A sessão solene de posse dos vereadores eleitos teve início por volta das 09h30 com um rápido culto ecumênico realizado por líderes de diferentes denominações religiosas. Em seguida, foi empossado cada um dos 13 vereadores, que discursaram e expuseram, em sua grande maioria, agradecimentos a familiares, amigos, além das diferentes manifestações de fé. A sessão contou com a presença de vereadores de antigas legislaturas, autoridades militares e civis, além da presença de Célio de Oliveira e seu vice-prefeito Ricardo Castilho (PV).
Célio discursou durante a sessão e na oportunidade voltou a falar que estava sendo injustiçado ao ter sua candidatura cassada mesmo recebido os 17.145 votos dos eleitores. “Mesmo havendo a vontade do povo nas urnas não assumi por conta da decisão do TRE-SP. Não prevaleceu a vontade do povo, bem como a democracia”, disse.

Votação e confusão
Após a posse dos vereadores, Sammarco, que presidia a sessão por ter sido o mais votado na eleição de 2 de outubro, deu início à votação para a escolha do presidente, vice e secretários da Câmara. 

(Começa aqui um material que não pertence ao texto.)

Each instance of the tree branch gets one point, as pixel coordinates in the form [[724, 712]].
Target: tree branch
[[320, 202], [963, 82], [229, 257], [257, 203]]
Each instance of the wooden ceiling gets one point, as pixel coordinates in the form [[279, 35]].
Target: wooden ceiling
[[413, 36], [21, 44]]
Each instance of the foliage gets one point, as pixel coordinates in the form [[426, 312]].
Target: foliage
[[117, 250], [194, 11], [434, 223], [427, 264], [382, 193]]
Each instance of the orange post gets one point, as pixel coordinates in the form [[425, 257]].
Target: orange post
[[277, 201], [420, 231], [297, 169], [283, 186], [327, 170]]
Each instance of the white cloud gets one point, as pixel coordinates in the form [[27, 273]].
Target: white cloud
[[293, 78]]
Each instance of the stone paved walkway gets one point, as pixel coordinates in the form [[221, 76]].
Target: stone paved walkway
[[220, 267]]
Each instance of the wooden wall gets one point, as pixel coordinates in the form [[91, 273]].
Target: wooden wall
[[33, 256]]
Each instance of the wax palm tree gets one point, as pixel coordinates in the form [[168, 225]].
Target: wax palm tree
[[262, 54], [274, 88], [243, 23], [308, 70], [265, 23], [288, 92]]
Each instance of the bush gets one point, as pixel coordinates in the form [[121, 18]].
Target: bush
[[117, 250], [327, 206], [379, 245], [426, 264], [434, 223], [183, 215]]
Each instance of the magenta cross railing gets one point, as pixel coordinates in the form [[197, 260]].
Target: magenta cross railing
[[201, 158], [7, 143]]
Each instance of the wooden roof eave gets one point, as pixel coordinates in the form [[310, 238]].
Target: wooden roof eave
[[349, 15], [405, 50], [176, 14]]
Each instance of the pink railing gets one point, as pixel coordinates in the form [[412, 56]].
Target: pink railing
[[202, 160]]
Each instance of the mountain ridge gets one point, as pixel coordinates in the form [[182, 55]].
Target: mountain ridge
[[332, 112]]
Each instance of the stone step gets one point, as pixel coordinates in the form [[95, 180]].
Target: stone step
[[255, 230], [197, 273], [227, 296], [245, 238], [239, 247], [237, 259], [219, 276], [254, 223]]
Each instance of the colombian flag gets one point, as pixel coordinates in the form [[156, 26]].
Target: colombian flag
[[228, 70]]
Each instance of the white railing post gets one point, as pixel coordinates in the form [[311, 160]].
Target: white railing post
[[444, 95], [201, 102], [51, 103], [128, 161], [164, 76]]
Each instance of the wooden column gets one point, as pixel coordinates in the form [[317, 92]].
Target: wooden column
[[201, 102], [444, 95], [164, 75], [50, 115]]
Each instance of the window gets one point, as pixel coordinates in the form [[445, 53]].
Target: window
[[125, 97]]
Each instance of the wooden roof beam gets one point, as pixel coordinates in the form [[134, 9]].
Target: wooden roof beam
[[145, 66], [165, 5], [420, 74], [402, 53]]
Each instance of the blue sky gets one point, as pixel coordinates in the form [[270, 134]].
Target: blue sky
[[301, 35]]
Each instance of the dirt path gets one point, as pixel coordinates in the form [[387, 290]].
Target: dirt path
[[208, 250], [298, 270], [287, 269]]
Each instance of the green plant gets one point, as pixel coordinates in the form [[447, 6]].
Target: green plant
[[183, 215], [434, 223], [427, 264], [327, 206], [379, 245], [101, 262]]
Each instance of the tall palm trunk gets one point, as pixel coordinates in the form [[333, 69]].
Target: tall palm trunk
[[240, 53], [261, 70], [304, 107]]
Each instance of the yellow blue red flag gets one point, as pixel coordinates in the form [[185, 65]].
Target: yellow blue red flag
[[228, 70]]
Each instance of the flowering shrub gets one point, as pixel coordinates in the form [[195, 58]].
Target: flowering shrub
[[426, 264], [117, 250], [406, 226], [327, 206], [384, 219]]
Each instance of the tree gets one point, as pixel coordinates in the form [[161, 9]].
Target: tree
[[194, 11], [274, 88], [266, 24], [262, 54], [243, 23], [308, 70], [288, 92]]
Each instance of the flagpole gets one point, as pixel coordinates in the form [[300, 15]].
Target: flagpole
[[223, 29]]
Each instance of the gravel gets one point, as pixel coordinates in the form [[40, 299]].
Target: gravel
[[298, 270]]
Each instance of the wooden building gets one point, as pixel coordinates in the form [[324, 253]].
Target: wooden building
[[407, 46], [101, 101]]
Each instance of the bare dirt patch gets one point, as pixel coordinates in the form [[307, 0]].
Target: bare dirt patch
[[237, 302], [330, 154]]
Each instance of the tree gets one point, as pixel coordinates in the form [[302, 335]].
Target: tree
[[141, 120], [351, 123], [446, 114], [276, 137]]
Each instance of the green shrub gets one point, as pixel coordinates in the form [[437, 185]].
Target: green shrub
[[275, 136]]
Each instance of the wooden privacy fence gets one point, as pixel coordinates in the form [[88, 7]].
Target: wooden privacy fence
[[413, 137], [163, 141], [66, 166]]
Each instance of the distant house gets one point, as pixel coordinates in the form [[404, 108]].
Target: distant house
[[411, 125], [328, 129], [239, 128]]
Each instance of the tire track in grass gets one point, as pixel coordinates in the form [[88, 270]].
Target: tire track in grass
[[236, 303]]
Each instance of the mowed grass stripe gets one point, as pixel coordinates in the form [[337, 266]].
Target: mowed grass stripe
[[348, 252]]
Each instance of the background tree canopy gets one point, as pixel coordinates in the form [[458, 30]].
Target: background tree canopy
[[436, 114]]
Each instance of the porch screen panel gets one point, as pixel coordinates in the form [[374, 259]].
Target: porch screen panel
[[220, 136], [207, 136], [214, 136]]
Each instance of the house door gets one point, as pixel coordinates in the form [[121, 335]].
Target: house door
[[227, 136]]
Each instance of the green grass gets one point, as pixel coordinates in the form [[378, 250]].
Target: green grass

Além dele mesmo votaram a seu favor os vereadores Francisco José Mendes, o Tiquinho (PSDB), Adalgiso do Nascimento, o Ziza e Roberto Delfino, ambos do PMDB, Carlos Alberto Soares da Silva (PPS) e Reginaldo Sacomani (DEM). Já Bertolini recebeu os votos dos parlamentares do PSD, Júlio César Caetano, José Antônio Ferres Chacon, Bruno Marcos Araújo dos Santos, Ester Maria Sezalpino Mioto e Rodolfo Valadão Ambrósio e de Evandro Tervedo Novaes (DEM), além do próprio Bertolini. A surpresa e decepção da base aliada de Célio, que escolhia Sammarco para a presidência foi o voto de Evandro que optou por votar em Bertolini, dando a vitória ao presidente do Solidariedade em Penápolis. A partir daí houve muita confusão na sessão. Tanto Novaes como Bertolini participaram da campanha eleitoral ao lado de Célio e por isso foram chamados de traidores pelos vereadores aliados, já que se esperava que, ao menos Novaes, desse seu voto para Sammarco, o que o elegeria presidente, entretanto, aconteceu o contrário. Nem mesmo Sammarco, que ainda presidia a sessão, se conteve e perdeu a paciência, repetindo em diversos momentos no microfone as palavras, traidor e traição. Além disso, ele discutiu com vereadores da oposição e até mesmo com algumas pessoas que estavam na Câmara. Com a articulação montada pela base do PSD, o grupo ainda elegeu Novaes como vice-presidente da Câmara, que, interinamente, passa a ser o presidente enquanto Bertolini estiver à frente do Executivo. Bruno Marcos e Ester foram eleitos pelo grupo ainda como 1º e 2º secretários respectivamente. Mesmo após a votação, a confusão continuou. Sammarco e Tiquinho chegaram a bater boca com outros vereadores e abandonaram a sessão antes mesmo de seu encerramento. Outro que não ficou até o fim foi o ex-prefeito Célio de Oliveira, que deixou a plenária também logo após a votação, sem cumprimentar Bertolini ou fazer qualquer protocolo sobre a passagem de cargo.